I loved Kristin Hannah's book The Nightingale and mentioned it in my Greedy Reading List Six Books about Brave Female Spies.

But I've been frustrated while reading some other Hannah stories by what feels like odd pacing, soap-opera elements, outlandish events, or too-easy resolutions--despite the novels' promising and captivating premises (for example, with The Great Alone and Winter Garden).

Kristin Hannah's The Women offered an irresistible setup for me, so I was in for another Hannah novel. The Women shines a light on the women who served pivotal roles in the Vietnam War--but whose existence was largely ignored, forgotten, or denied by Americans at home.

Main protagonist Frankie signs up to leave her idyllic, privileged Southern California life--and the control of her conservative parents--in order to serve as a nurse serving soldiers in combat. Her brother is killed in combat before she even ships out, and her parents reject her potential to be a war hero worthy of a photo on the family's wall of honor, so she is reeling before she even enters the shock of Vietnam.
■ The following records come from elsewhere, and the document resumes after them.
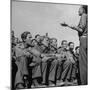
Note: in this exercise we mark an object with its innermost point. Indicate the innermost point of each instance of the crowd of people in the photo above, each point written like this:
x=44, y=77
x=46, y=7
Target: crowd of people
x=39, y=62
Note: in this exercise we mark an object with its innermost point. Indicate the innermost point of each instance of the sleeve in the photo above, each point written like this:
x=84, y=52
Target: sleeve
x=83, y=22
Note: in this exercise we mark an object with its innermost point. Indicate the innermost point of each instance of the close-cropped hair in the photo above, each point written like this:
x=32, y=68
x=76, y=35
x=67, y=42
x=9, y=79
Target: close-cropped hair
x=70, y=43
x=37, y=35
x=63, y=41
x=85, y=7
x=76, y=47
x=24, y=35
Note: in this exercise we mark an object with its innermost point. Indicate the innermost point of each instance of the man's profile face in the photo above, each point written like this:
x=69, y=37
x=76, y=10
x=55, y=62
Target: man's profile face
x=28, y=39
x=80, y=12
x=34, y=42
x=77, y=50
x=71, y=47
x=64, y=44
x=45, y=41
x=38, y=38
x=54, y=43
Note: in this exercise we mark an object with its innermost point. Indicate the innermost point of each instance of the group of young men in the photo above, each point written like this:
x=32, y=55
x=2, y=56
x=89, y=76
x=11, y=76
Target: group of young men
x=39, y=62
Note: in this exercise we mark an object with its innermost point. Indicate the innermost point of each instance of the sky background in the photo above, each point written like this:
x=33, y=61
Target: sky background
x=41, y=18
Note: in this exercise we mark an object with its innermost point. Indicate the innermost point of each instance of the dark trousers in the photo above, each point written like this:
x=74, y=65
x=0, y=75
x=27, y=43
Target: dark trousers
x=67, y=70
x=83, y=60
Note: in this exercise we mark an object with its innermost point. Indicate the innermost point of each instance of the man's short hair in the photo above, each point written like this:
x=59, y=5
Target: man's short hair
x=54, y=39
x=63, y=41
x=33, y=40
x=37, y=35
x=24, y=35
x=70, y=43
x=76, y=47
x=85, y=7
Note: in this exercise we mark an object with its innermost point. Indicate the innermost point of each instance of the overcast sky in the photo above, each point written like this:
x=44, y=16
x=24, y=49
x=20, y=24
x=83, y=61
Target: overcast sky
x=41, y=18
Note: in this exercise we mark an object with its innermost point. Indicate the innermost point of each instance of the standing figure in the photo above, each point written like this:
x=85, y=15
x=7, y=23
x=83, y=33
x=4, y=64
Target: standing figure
x=82, y=32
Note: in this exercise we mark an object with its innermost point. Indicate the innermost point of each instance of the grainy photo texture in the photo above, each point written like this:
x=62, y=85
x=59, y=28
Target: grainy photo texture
x=48, y=44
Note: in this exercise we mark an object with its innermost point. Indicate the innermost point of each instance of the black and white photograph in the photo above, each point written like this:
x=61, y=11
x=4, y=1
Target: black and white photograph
x=49, y=44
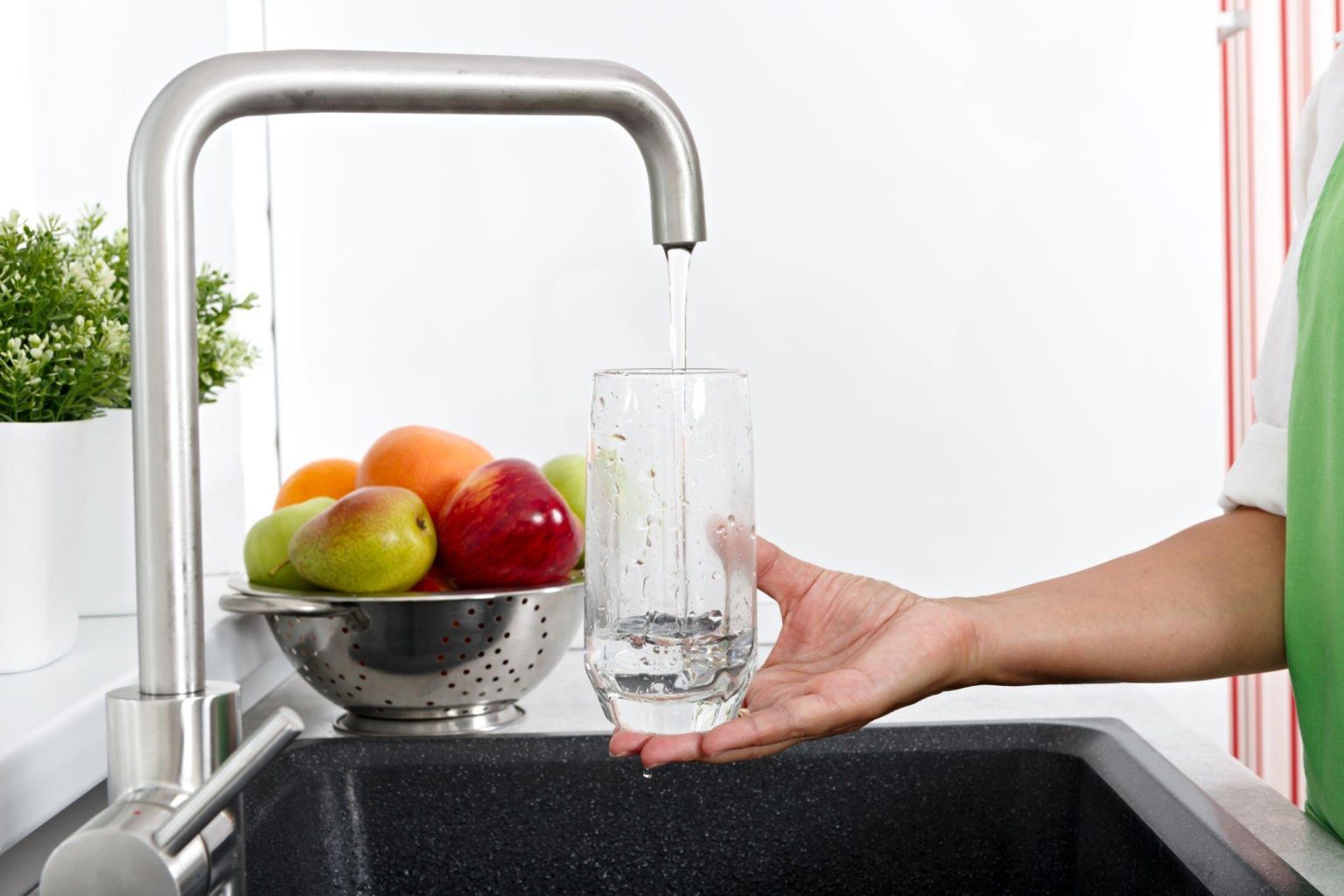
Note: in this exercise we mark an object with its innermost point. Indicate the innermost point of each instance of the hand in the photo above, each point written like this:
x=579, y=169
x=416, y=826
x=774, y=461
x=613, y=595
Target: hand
x=851, y=649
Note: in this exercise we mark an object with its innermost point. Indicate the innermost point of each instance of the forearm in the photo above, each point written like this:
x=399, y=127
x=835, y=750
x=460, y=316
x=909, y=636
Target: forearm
x=1206, y=602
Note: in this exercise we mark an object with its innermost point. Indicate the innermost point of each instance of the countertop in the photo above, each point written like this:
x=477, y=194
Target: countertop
x=52, y=740
x=564, y=703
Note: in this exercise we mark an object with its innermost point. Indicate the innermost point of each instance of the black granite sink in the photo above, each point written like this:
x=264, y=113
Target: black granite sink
x=1000, y=808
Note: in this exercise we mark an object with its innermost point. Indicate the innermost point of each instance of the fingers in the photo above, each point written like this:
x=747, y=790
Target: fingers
x=626, y=743
x=796, y=719
x=782, y=575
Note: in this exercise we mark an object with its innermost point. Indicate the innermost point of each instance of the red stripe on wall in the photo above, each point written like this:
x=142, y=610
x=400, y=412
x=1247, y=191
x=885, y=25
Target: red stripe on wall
x=1228, y=284
x=1284, y=101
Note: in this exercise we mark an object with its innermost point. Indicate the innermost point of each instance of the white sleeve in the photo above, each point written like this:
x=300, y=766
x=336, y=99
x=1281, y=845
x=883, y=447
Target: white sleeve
x=1260, y=474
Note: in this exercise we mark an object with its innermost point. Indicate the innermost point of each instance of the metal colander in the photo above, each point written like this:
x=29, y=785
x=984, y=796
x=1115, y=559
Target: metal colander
x=451, y=662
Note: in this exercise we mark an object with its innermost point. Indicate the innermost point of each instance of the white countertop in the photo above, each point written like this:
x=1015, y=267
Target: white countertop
x=52, y=735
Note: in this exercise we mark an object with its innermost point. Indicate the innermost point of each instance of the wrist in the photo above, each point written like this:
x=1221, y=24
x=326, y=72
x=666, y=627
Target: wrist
x=976, y=655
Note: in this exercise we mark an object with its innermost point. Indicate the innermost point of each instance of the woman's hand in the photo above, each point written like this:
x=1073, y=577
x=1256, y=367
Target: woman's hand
x=852, y=649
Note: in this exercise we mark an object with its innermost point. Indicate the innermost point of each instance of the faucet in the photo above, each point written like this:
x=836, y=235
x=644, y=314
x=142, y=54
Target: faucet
x=175, y=765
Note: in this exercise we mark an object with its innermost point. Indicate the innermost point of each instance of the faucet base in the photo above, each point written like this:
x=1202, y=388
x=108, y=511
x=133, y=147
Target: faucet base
x=172, y=745
x=171, y=742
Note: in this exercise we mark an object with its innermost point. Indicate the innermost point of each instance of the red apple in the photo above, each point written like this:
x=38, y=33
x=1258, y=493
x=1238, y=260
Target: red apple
x=507, y=527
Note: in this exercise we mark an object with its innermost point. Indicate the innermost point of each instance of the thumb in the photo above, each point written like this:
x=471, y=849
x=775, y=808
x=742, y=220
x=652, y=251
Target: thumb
x=782, y=575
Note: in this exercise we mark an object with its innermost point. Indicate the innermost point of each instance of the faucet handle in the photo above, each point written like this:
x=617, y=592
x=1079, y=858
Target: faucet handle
x=145, y=845
x=228, y=780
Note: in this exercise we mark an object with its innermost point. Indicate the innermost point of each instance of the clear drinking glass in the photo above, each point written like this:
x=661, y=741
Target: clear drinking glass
x=669, y=615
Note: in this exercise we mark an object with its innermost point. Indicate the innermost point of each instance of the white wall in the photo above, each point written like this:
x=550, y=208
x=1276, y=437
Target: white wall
x=967, y=251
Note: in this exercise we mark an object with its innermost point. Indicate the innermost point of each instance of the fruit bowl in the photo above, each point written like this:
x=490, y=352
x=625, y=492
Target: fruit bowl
x=416, y=664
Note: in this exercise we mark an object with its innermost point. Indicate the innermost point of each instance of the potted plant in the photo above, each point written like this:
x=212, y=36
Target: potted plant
x=66, y=520
x=222, y=356
x=63, y=359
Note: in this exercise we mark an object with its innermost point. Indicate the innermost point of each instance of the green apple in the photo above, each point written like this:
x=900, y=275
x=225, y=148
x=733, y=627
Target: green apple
x=266, y=547
x=567, y=474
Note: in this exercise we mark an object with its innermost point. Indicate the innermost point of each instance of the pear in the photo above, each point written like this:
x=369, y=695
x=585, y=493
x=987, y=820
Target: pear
x=266, y=546
x=374, y=539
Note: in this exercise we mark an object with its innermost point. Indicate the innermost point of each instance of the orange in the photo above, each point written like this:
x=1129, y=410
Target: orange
x=332, y=479
x=429, y=462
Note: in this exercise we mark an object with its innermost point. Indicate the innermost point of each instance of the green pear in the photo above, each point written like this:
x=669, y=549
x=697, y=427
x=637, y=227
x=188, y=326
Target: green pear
x=374, y=539
x=567, y=474
x=266, y=546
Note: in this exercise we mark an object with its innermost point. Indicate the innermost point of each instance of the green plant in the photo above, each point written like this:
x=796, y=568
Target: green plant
x=65, y=351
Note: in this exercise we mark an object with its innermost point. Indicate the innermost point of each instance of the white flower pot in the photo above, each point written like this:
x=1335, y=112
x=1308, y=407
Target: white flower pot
x=43, y=482
x=108, y=571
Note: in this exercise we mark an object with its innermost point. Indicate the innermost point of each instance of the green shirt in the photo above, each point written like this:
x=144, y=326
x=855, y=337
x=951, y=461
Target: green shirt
x=1313, y=598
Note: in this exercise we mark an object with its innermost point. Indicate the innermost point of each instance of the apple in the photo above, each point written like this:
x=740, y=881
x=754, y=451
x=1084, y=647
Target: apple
x=507, y=527
x=266, y=546
x=569, y=474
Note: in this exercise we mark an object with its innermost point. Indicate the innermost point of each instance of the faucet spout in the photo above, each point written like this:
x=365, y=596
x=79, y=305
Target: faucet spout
x=163, y=291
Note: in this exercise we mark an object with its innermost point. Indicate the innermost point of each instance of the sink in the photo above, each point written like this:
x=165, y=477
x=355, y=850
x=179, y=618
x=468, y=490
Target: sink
x=1081, y=806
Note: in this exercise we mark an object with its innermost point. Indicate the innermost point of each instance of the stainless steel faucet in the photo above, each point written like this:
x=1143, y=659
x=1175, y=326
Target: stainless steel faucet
x=175, y=765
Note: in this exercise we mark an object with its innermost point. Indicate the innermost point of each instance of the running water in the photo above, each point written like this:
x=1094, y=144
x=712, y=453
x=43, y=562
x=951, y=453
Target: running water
x=674, y=667
x=679, y=274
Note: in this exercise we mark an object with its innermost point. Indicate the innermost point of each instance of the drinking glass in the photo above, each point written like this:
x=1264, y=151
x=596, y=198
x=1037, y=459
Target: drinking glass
x=669, y=612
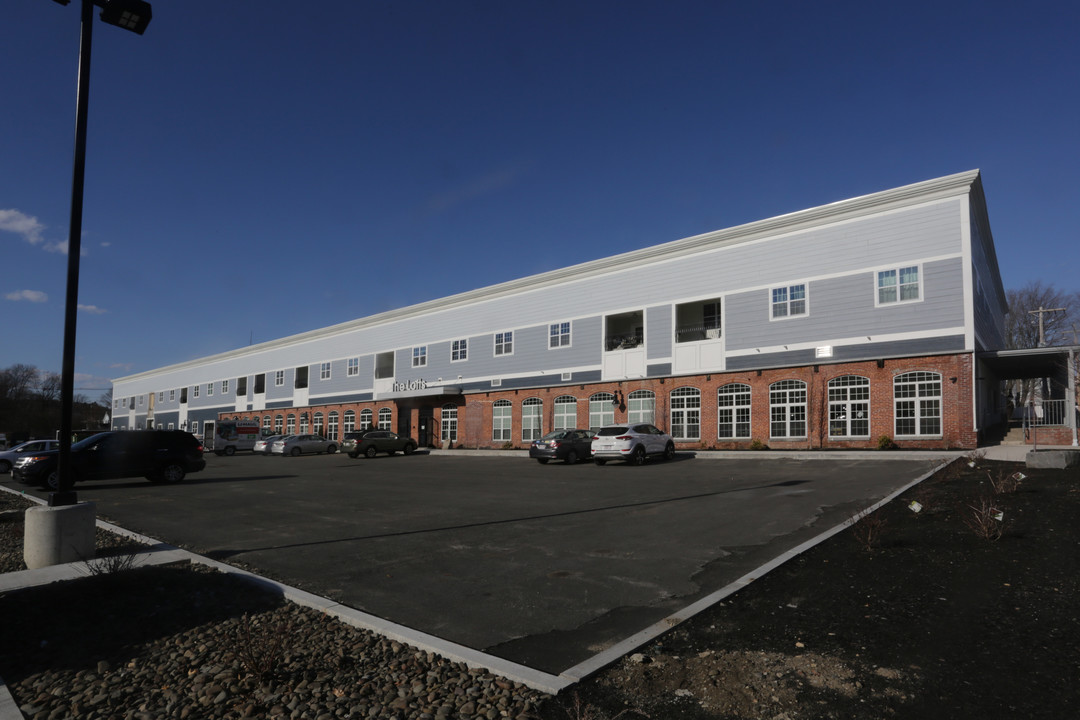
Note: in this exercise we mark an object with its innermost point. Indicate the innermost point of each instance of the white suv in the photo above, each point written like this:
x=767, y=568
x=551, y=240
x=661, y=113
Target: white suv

She faces repeated horrors of war, must find her own inner fortitude, and forges eternal loyalty and friendship with others coping with the same crises.

When she returns home, she faces anti-war sentiments, the shock of returning to her pre-war life, and coping with the trauma of many months overseas amid destruction and death.

The wartime detail as well as the jarring shift to post-war life were exceptional elements. The excellent historical fiction here is conflated with romance-novel-worthy storylines and dialogue ("You don't know how beautiful you are" types of lines; unrealistically convenient run-ins; not-dead-after-all twists; and more). This aspect keeps the story moving, although it frequently distracted me from the hearty story of Vietnam, its complex costs and its dark perception at home, and the truth about the many forgotten women serving as nurses there, whose bravery helped send so many injured American soldiers home.

I listened to The Women as an audiobook.

Do you have any Bossy thoughts about this book?

Kristin Hannah is the author of more than twenty novels, including The Nightingale, which I loved and mentioned in my Greedy Reading List Six Books about Brave Female Spies.